İdris Sayılğan who has been in pre-trial detention 19 months ago will remain in jail, a court ruled

KÜLTİGİN K. AKBULUT

24.05.2018

 
MUŞ – The third hearing of the trial against the shuttered Dicle News Agency (DİHA) reporter İdris Sayılğan was heard in the eastern city of Muş May 23, 2018. Sayılğan, who has been in pre-trial detention since October 25, 2016, was unable to appear before court due to a technical failure in the judicial tele-conferencing system that would connect to the prison in the Black Sea province of Trabzon where the reporter is currently held. The 2nd High Criminal Court of Muş, which oversees the trial ruled to continue Sayılğan’s detention, setting October 5, 2018 as the date of the next hearing.

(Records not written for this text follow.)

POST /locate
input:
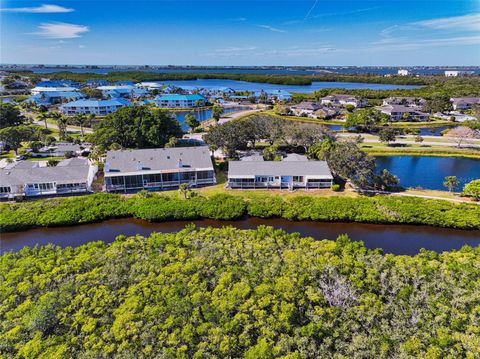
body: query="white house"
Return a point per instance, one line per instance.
(179, 101)
(416, 102)
(30, 179)
(292, 172)
(96, 107)
(464, 103)
(158, 168)
(457, 73)
(403, 113)
(344, 100)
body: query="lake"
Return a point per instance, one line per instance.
(429, 172)
(397, 239)
(378, 70)
(202, 115)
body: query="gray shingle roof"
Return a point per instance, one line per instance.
(157, 159)
(278, 168)
(70, 173)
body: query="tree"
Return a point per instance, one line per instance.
(387, 135)
(191, 121)
(80, 119)
(44, 117)
(366, 118)
(14, 136)
(270, 152)
(438, 104)
(136, 127)
(450, 183)
(461, 134)
(62, 122)
(472, 189)
(183, 189)
(347, 161)
(217, 111)
(10, 115)
(418, 139)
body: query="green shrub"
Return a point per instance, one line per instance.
(221, 206)
(266, 207)
(229, 293)
(335, 187)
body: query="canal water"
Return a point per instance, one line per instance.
(397, 239)
(256, 87)
(429, 172)
(202, 115)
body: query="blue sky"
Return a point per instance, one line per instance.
(260, 32)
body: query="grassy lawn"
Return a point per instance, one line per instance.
(419, 150)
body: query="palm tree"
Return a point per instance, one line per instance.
(61, 123)
(43, 117)
(80, 119)
(183, 189)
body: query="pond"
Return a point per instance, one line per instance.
(254, 86)
(202, 115)
(429, 172)
(397, 239)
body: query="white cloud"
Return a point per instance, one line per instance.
(271, 28)
(446, 31)
(42, 9)
(465, 22)
(238, 19)
(61, 30)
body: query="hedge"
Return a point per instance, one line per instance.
(157, 207)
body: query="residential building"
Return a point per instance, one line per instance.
(403, 113)
(96, 83)
(179, 101)
(457, 73)
(344, 100)
(30, 178)
(158, 168)
(464, 103)
(58, 83)
(41, 89)
(126, 93)
(55, 97)
(290, 173)
(96, 107)
(417, 102)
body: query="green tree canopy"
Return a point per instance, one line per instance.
(10, 115)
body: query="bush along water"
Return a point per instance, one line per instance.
(158, 207)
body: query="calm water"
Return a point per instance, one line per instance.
(202, 115)
(398, 239)
(254, 86)
(430, 172)
(282, 71)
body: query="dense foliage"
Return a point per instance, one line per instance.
(136, 127)
(227, 293)
(157, 207)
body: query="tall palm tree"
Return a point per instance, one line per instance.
(81, 120)
(43, 117)
(61, 121)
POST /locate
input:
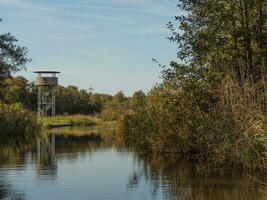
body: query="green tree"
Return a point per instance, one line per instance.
(12, 58)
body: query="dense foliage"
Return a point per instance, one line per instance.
(213, 99)
(17, 124)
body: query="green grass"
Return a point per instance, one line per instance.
(73, 120)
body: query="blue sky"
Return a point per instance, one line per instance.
(104, 44)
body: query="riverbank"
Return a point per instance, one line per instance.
(71, 120)
(17, 124)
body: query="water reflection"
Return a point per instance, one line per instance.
(45, 164)
(96, 166)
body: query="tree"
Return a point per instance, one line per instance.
(12, 58)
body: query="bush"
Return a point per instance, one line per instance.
(17, 124)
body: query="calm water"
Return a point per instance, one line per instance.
(86, 168)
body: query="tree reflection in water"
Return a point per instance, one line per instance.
(178, 178)
(169, 178)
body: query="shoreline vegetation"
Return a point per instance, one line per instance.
(71, 120)
(18, 125)
(212, 100)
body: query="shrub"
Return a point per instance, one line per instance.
(17, 124)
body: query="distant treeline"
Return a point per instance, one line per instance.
(69, 100)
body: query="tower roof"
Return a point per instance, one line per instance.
(47, 72)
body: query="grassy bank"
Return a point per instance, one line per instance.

Among other defendants tried as part of the same case, Medeni Işık, an executive of the Mesopotamia Association of Solidarity with Families Who Lost their Relatives (MEYA-DER) was released on judicial control terms. The court, however, ruled to continue the detention of three other defendants still in custody pending trial – Hatice Şeker, the co-President of the Democratic Regions Party’s (DBP) Muş branch, Ayşe Söylemez, the former co-President of the Peoples’ Democratic Party’s (HDP) Muş branch, and Çiçek Tutuş, member of Muş’s municipal assembly. The trial was monitored in the courtroom by P24 and Media and Law Studies Association (MLSA).

Sayılğan’s lawyer Barış Oflas criticized the court’s failure to ensure the reporter’s presence via the tele-conferencing system, adding that it amounted to a violation of the rights of the defense. He also called on the prosecutor to justify why he claimed there was a suspicion indicating that Sayılğan might attempt to escape if freed pending the continuation of the trial. “Sayılğan will continue doing journalism after he will be released. There is no question of an attempt to escape,” he told the court.

Lawyer Veysel Ok, who also represents Sayılğan in the case, told the court that the reporter’s continued pre-trial detention was against the European Court of Human Right case law. “You may not like Sayılğan’s reports or the terminology he uses, it may even disturb you. However, what you can do at most is not to read those news articles,” Ok said. OK also noted that the only evidence presented against Sayılğan were recordings with his news sources. Confidentiality of a journalist’s news sources is under the protection of the Turkish Press Law, Ok said.

After the defense statements, the court ruled to postpone the trial to October 5, ordering the release of only one of the five defendants still under custody. October will mark two years of detention for Sayılğan and other three defendants of the case should they still be in prison by then.